Virologist Kanta Subbarao, then at the National Institute of Allergy and Infectious Diseases, and her colleagues took another route: they created a strain of the SARS virus that was lethal to ordinary mice. The researchers employed a technique called serial passage, which involves extracting virus from the lungs of an infected mouse, using it to inoculate another one and then repeating the process in additional mice. After 15 cycles, they created a SARS strain that was 100 percent lethal to mice. Studying the genetic mutations involved also enabled them to learn something about how the virus caused disease. Although hACE2 mice are very likely to be susceptible to the new coronavirus, they may exhibit much milder disease than they did with SARS. “The expectation is that SARS-CoV-2 will have to be adapted by [serial] passage in hACE2 mice,” says Subbarao, now at the Peter Doherty Institute for Infection and Immunity in Australia. Researchers also have more prosaic tools at their disposal. “We can possibly manipulate [the viral] dose and route of administration to get a range of severity,” Lutz says.

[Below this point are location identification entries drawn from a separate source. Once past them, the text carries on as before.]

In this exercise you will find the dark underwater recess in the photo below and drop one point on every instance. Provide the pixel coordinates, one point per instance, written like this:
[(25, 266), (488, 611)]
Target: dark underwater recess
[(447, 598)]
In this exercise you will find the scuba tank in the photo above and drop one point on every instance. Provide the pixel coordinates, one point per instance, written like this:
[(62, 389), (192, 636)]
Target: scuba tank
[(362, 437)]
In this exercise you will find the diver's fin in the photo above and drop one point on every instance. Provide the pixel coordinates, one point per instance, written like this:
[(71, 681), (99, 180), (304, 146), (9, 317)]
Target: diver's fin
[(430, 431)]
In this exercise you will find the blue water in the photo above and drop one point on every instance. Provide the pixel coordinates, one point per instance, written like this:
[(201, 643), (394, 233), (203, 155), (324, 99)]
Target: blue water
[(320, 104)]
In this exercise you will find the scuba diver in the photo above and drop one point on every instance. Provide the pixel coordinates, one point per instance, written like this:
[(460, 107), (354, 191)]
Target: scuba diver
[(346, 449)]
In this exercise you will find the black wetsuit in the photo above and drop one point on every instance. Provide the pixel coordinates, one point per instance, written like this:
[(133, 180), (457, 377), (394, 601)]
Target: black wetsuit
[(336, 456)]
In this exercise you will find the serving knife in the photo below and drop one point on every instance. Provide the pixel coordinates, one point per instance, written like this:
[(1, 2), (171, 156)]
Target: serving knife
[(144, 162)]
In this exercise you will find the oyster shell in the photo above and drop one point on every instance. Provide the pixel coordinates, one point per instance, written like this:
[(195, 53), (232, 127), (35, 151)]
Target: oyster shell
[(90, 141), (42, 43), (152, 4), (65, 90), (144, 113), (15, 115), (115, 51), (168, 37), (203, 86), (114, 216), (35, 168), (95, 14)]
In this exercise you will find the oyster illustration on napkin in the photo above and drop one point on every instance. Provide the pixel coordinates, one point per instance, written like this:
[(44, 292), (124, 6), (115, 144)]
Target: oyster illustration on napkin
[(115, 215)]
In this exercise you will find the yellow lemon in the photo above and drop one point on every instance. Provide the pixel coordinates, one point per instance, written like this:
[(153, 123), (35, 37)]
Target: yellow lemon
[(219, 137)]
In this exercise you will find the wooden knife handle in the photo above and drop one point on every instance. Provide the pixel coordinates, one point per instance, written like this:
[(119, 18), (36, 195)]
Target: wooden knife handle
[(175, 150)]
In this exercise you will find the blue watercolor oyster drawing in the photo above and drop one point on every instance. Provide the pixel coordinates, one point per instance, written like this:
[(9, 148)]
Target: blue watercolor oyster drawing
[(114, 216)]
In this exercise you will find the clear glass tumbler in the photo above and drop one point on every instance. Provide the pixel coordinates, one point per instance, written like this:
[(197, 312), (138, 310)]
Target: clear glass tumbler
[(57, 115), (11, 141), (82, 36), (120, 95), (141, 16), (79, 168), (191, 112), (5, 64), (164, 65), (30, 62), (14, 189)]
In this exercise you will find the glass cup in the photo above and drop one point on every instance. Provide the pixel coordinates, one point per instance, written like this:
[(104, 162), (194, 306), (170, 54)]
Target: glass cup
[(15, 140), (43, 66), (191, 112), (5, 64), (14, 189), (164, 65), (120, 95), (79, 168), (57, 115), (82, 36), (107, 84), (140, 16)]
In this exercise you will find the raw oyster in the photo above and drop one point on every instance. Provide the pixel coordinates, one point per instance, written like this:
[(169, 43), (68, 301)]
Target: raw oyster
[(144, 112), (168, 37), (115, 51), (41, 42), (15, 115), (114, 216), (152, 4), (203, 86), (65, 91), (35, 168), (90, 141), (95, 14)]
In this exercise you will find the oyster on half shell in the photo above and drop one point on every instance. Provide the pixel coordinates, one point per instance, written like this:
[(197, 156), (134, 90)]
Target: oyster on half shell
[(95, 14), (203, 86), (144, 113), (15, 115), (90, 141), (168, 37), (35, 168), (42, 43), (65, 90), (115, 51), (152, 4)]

Perlman has not waited around to see how his hACE2 mouse strain responds to SARS-CoV-2. He used an unrelated virus as a “vector” to carry the human ACE2 gene into adult mouse cells, rendering them temporarily susceptible to the new coronavirus—an approach he pioneered while studying MERS. This method is faster than those that involve altering sperm or egg cells. The technique is useful for testing therapeutics given around the time an animal is infected. But it is not good for “pathogenesis” studies that attempt to help scientists understand how a virus enters cells and replicates or which cells that virus attacks. Perlman is also using gene editing to alter the mouse ACE2 receptor so SARS-CoV-2 can recognize it. Others are editing the virus’s genome to allow it to attach to the mouse receptor. “They may well be able to use any mouse strain” to study COVID-19, Perlman says. “That would be a huge step forward.”
Hamsters, Ferrets and Cats
Researchers are also looking beyond mice. Subbarao and her colleagues found hamsters were useful for studying SARS, so some researchers are using them again for COVID-19. A team at the University of Hong Kong showed that SARS-CoV-2 replicates in hamsters, producing some of the lung damage seen in humans. None of the animals died, but there were signs of illness, including weight loss. The hamsters produced antibodies. And blood serum from recovered animals that was given to others prior to infection lowered viral levels but did not significantly reduce the lung pathology.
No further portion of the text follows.